Areas affected included the eastern part of Lake of the Pines, Lake of the Pines Ranchos and portions of Hacienda Drive, Magnolia Road and Dog Bar Road.
Earlier Tuesday morning, a vehicle hit a power pole just north of Shoshoni Trail Court on Highway 49 just after 7 a.m.. That accident caused a power outage in Nevada City that affected about 50 customers off Old Downieville Highway, Indian Flat Road and Cement Hill Road.
Power in the area was expected to be restored by 2:15 p.m., said PG&E spokeswoman Jana Morris.
No relief in sight yet from heat wave
The power outages added to the woes of those in the county already suffering from the 100-degree temperatures.
There’s no immediate relief in sight, according to the National Weather Service. Today’s high is also expected to hit 100 degrees, with heat index values as high as 105. The Fourth of July is expected to hit 101 degrees in Grass Valley, but temperatures are expected to drop to a high of 93 by Friday.
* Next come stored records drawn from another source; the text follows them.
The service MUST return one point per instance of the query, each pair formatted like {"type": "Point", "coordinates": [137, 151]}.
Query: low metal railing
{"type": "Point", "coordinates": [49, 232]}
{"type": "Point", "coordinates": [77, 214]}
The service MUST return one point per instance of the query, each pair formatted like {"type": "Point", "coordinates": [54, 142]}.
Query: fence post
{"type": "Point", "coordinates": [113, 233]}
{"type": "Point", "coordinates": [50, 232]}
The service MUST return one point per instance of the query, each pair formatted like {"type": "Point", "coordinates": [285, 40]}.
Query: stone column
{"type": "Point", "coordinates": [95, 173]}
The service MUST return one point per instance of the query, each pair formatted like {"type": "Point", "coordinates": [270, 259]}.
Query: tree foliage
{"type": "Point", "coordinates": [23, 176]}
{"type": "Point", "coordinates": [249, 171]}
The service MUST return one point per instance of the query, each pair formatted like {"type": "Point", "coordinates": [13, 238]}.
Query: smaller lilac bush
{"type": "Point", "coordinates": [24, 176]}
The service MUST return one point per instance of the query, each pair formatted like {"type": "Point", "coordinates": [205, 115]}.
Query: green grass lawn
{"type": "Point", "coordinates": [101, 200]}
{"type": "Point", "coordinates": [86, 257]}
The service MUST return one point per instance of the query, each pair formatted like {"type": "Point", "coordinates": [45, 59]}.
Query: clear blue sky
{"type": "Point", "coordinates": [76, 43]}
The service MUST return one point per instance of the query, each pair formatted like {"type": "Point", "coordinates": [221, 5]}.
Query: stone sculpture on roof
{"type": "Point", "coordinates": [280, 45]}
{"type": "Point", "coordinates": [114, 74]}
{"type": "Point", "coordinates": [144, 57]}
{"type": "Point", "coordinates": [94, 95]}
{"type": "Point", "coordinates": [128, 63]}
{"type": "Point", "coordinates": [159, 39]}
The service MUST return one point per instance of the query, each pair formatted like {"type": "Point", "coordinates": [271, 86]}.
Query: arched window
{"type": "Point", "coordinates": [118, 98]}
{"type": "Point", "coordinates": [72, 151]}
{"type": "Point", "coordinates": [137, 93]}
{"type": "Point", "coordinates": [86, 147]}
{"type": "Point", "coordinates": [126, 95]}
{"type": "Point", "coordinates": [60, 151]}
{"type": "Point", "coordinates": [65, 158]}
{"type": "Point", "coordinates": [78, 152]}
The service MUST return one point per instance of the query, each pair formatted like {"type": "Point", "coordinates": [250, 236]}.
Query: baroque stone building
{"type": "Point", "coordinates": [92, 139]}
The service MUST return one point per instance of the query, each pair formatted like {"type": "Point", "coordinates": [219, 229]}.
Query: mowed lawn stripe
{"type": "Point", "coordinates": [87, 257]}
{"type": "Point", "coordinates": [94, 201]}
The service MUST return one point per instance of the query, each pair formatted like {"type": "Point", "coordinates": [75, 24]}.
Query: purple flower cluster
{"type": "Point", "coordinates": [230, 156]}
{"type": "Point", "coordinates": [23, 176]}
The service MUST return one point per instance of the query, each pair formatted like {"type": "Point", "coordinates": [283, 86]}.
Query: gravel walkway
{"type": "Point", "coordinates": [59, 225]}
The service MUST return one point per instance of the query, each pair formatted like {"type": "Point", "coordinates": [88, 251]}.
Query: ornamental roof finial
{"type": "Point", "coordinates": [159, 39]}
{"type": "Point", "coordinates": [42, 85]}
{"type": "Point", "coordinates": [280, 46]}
Local health officials are urging the public to take precautions to avoid heat illness. Everyone is urged to stay indoors where it is cool and drink plenty of water, and avoid strenuous outdoor activity or exercise. Temperatures in the direct sun are often 15 degrees higher than the actual temperature, said Victor Ferrera, head of Nevada County Office of Emergency Services.
Ferrera said Tuesday that his staff members have been doing “major outreach” in the last few days to ensure that no one in the county has a critical need in relation to the heat.
As of Tuesday afternoon, the county had not set up any “cooling centers,” but Ferrera said plans are in place in case such a need develops.
Staff from Social Services, Adult Protective Services and Behavioral Health all have been in contact with their clients, Ferrera said.
“We haven’t gotten any major issues that couldn’t be dealt with,” he said. “As of now, there doesn’t seem to be anyone in critical need. We also have been talking to the hospital and ambulance services, to see if there has been a spike in heat-related calls.”
Staff members also have checked in with senior centers and Meals on Wheels, Ferrera said.
Ferrera is advising those without air conditioning to visit cool places, and added the Nevada County Library is open and air-conditioned during business hours. Go to www.mynevada county.com/nc/library/Pages/Branch-Locations-and-Hours.aspx for current operating hours.